Ce qui change dès maintenant
À partir de cet instant, chaque armée du monde doit repenser sa relation avec la technologie de communication. Les smartphones ne sont plus des commodités neutres — ils sont des vulnérabilités actives, des balises qui signalent votre position à l’ennemi. Les bases militaires russes en Belgorod et ailleurs intensifient déjà les contrôles, confisquent les appareils, menacent de sanctions. Mais c’est trop peu, trop tard. La culture est installée. Les soldats trouveront des moyens de contourner les interdictions — parce qu’ils en ont besoin psychologiquement, parce que les communications officielles sont défaillantes, parce que c’est plus fort qu’eux. Pendant ce temps, l’Ukraine perfectionne ses méthodes de renseignement open source, automatise davantage les processus, réduit le temps entre détection et frappe. D’autres nations observent et copient ces techniques. La Chine analyse pour Taïwan. L’Iran étudie pour ses proxies. La Corée du Nord prend des notes. Dans les prochains conflits, cette dimension sera intégrée dès le premier jour. Et les armées qui n’auront pas résolu ce problème subiront des pertes catastrophiques avant même d’avoir tiré leur premier coup de canon. Le champ de bataille s’est déplacé — il est désormais partout où un signal numérique peut être capté, analysé, exploité.
Ce que je recommande
Si vous êtes militaire — n’importe quelle armée, n’importe quel pays — comprenez ceci : votre smartphone est une arme pointée sur vous-même.

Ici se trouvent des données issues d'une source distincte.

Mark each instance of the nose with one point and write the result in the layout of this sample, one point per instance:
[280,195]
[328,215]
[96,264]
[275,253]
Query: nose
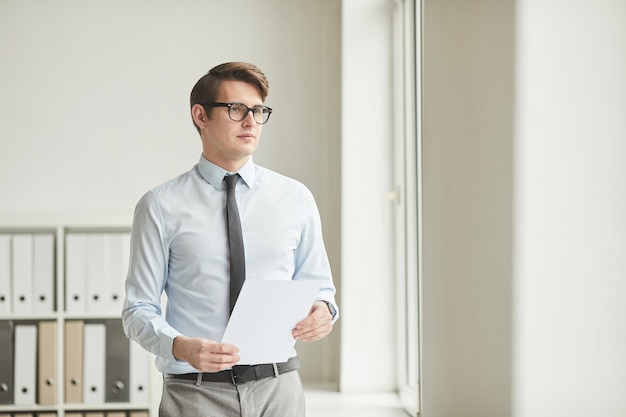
[249,119]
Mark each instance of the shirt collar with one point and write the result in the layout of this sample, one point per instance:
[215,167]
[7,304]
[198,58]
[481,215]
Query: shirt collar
[214,174]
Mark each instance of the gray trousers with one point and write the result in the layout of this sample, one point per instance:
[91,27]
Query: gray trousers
[281,396]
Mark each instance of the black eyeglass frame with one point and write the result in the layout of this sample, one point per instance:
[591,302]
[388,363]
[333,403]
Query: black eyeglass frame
[248,109]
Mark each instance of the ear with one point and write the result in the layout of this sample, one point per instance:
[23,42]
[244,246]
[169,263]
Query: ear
[198,115]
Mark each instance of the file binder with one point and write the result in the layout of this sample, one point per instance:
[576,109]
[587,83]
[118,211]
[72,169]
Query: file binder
[74,361]
[118,256]
[94,348]
[96,278]
[75,272]
[25,364]
[5,274]
[43,273]
[117,363]
[22,279]
[6,362]
[139,374]
[47,355]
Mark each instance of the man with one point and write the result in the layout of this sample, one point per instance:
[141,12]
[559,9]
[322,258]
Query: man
[180,245]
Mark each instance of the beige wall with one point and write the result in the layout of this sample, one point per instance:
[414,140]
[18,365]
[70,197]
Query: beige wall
[524,170]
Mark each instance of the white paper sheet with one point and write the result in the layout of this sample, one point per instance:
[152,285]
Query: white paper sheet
[265,314]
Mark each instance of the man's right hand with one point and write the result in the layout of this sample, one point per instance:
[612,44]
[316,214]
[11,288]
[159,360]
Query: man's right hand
[205,355]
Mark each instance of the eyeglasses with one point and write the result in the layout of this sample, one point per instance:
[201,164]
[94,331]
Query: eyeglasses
[239,111]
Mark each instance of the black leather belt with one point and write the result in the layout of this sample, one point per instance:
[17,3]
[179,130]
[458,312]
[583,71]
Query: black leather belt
[240,374]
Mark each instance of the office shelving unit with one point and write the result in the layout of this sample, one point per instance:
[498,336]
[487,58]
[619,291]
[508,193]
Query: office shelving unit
[78,252]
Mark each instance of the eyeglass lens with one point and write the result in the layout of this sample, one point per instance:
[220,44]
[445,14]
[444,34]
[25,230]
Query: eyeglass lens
[238,112]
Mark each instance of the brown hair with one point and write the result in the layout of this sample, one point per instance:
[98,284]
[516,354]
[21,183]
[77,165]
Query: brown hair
[207,87]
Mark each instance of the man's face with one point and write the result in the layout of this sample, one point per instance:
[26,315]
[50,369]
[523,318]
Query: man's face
[225,142]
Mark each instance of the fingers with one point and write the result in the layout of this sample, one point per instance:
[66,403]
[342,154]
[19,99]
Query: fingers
[316,326]
[205,355]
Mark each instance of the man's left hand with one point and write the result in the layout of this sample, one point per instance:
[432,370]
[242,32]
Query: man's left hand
[317,325]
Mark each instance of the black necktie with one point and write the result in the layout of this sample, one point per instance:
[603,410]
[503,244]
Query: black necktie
[235,240]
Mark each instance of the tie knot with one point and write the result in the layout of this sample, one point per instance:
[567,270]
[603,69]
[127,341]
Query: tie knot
[231,180]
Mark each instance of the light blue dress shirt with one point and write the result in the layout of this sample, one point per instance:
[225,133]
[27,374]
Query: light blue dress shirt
[179,245]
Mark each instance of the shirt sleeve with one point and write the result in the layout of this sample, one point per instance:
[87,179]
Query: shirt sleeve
[311,259]
[147,274]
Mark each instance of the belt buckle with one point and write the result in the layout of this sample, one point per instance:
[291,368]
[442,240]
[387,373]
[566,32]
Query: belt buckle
[233,377]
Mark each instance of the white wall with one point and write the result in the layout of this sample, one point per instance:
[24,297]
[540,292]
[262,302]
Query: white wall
[570,228]
[94,106]
[524,202]
[367,325]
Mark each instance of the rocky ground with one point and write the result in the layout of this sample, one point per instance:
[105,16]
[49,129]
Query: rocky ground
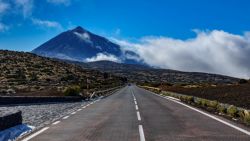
[38,115]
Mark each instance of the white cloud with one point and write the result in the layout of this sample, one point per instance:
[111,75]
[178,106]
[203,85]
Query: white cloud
[58,2]
[3,7]
[26,6]
[3,27]
[46,23]
[102,56]
[83,36]
[210,51]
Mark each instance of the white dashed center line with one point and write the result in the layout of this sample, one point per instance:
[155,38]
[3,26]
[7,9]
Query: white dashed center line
[56,122]
[138,116]
[136,107]
[35,134]
[65,117]
[141,132]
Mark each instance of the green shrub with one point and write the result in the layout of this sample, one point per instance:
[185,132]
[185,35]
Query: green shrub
[204,102]
[198,101]
[232,111]
[245,116]
[212,104]
[72,91]
[221,108]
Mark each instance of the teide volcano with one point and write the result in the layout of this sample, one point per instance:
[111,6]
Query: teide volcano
[81,45]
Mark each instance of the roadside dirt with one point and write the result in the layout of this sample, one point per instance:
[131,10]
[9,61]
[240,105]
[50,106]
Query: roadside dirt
[237,94]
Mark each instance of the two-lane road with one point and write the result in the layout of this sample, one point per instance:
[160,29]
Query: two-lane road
[134,114]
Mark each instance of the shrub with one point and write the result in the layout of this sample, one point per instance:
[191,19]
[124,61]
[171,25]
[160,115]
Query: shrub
[243,81]
[72,91]
[204,102]
[232,111]
[198,101]
[212,104]
[221,108]
[245,116]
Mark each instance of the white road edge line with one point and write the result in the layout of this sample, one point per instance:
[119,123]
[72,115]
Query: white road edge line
[138,116]
[208,115]
[136,107]
[56,122]
[35,134]
[141,132]
[65,117]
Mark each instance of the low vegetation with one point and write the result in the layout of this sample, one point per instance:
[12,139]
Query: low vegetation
[28,74]
[229,111]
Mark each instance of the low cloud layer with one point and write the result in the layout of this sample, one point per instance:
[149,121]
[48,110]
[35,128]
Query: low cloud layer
[102,56]
[47,23]
[58,2]
[213,52]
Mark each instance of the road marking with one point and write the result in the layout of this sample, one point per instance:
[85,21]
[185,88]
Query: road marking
[65,117]
[141,132]
[35,134]
[56,122]
[208,115]
[172,98]
[138,116]
[136,107]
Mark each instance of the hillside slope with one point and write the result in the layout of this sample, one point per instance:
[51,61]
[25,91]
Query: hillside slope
[26,72]
[145,74]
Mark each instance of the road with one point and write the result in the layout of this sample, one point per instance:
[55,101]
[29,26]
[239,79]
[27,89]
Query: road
[134,114]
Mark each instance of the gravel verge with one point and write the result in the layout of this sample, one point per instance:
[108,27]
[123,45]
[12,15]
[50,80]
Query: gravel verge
[38,115]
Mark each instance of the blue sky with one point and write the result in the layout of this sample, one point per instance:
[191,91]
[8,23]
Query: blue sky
[25,24]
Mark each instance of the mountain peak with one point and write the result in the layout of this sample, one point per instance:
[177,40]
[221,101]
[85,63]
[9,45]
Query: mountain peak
[79,29]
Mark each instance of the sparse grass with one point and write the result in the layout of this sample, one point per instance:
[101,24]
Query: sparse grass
[72,91]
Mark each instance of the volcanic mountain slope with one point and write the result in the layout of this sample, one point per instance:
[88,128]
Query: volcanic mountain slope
[26,72]
[140,74]
[79,45]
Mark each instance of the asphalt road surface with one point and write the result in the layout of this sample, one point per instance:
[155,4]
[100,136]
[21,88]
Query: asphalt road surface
[134,114]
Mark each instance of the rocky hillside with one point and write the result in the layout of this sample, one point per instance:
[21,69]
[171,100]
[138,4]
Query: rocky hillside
[25,72]
[144,74]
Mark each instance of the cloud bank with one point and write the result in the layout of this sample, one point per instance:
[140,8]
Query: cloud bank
[3,7]
[46,23]
[210,51]
[58,2]
[102,56]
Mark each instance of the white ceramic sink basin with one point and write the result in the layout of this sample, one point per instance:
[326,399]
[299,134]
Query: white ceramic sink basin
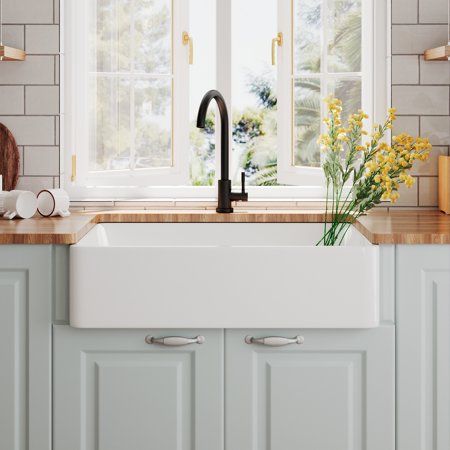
[221,276]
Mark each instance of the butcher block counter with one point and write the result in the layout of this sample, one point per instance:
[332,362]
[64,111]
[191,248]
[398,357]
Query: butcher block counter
[379,227]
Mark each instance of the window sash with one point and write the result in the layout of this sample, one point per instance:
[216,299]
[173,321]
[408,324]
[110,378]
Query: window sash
[158,184]
[76,130]
[288,172]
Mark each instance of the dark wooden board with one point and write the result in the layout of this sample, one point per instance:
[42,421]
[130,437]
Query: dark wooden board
[9,159]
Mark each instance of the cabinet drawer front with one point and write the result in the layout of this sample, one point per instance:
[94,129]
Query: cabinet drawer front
[325,389]
[113,390]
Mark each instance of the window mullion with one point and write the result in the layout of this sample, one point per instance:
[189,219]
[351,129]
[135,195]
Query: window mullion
[132,88]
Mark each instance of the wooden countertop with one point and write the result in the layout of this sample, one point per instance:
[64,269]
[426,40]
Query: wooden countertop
[395,227]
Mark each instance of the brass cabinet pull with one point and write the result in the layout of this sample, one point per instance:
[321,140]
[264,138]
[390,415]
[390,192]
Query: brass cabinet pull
[174,341]
[276,41]
[274,341]
[187,40]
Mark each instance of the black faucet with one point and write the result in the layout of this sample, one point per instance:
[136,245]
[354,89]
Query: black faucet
[225,196]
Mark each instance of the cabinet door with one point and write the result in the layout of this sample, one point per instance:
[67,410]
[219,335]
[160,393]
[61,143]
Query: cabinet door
[423,347]
[333,392]
[114,391]
[25,347]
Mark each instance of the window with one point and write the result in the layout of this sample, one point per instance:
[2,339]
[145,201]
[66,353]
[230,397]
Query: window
[135,72]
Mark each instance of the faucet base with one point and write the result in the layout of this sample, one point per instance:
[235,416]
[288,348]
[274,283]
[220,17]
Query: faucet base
[224,210]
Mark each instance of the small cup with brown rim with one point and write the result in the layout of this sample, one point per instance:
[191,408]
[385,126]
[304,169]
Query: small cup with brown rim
[53,202]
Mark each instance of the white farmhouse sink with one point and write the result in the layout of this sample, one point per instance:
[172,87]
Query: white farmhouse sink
[155,275]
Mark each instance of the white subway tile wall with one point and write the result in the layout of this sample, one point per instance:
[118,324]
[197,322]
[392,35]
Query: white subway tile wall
[30,90]
[420,89]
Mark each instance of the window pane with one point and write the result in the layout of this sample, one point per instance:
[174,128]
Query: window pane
[152,133]
[253,92]
[130,113]
[307,35]
[202,77]
[121,137]
[349,91]
[307,122]
[132,35]
[344,31]
[110,124]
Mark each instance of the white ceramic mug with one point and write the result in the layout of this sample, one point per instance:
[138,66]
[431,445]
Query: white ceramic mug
[53,202]
[21,204]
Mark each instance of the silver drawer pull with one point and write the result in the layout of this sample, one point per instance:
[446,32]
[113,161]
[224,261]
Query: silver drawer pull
[274,341]
[174,341]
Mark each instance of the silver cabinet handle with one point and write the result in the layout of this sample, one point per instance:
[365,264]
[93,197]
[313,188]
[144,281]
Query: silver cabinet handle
[175,341]
[274,341]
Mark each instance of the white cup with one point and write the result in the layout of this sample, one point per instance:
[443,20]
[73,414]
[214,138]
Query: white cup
[53,202]
[21,204]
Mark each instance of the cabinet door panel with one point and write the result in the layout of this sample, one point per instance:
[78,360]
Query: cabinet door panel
[423,347]
[130,394]
[13,367]
[25,347]
[334,392]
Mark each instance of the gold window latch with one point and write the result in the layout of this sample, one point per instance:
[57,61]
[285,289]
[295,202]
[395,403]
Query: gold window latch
[276,41]
[187,40]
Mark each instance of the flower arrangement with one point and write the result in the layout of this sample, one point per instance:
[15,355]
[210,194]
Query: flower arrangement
[362,170]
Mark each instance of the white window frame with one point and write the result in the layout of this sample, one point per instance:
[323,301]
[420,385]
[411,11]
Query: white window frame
[308,180]
[76,119]
[288,173]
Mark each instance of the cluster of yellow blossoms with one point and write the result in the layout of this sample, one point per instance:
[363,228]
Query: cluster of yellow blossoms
[382,167]
[391,164]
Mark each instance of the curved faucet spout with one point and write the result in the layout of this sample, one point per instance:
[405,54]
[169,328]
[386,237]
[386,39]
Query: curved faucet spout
[225,196]
[224,124]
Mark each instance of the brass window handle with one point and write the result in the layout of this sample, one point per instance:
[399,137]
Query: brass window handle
[187,40]
[276,41]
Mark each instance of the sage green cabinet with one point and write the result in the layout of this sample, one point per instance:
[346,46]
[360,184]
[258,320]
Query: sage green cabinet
[333,392]
[25,347]
[423,347]
[114,391]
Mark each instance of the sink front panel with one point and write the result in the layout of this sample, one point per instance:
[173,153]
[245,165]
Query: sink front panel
[265,277]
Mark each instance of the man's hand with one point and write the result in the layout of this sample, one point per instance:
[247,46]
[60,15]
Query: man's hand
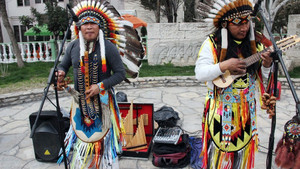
[94,90]
[234,65]
[267,59]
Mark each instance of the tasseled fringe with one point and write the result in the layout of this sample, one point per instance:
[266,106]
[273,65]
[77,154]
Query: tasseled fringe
[224,45]
[205,145]
[70,139]
[288,154]
[252,39]
[102,51]
[225,160]
[243,107]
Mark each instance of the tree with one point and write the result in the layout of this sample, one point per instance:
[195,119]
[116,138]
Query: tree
[10,32]
[270,9]
[55,17]
[26,21]
[281,19]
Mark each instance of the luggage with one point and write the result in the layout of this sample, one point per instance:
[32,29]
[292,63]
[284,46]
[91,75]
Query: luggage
[172,156]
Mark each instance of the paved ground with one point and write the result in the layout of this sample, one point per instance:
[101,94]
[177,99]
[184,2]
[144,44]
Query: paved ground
[16,149]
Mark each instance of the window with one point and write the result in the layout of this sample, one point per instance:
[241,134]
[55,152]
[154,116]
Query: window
[20,2]
[23,30]
[23,2]
[27,2]
[17,33]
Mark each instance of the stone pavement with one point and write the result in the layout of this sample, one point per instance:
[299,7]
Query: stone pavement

Éteignez-le. Laissez-le chez vous. Utilisez uniquement les systèmes de communication sécurisés fournis par votre commandement, aussi défaillants soient-ils. Votre vie en dépend littéralement. Si vous êtes décideur politique ou planificateur militaire, investissez massivement dans trois domaines : formations impitoyables à la sécurité opérationnelle, technologies de détection et neutralisation de drones, et systèmes de communication militaires fiables qui éliminent le besoin de recourir aux appareils personnels. Si vous êtes simple citoyen observant cette guerre depuis votre salon, tirez-en la leçon essentielle : nous vivons une révolution des affaires militaires en temps réel, et ses implications dépassent largement l’Ukraine. La prochaine guerre — qu’elle implique votre pays ou non — ne ressemblera à rien de ce que l’Histoire a connu. Elle sera plus rapide, plus technologique, plus impitoyable. Les erreurs individuelles auront des conséquences collectives dévastatrices. Et dans ce nouveau monde, la connexion permanente que nous chérissons tous pourrait bien devenir le fil qui nous pend. Moi, expert ayant suivi ce conflit depuis trois ans, je vous le dis : nous ne sommes pas prêts. Aucun de nous ne l’est. Mais nous ferions mieux de le devenir — vite.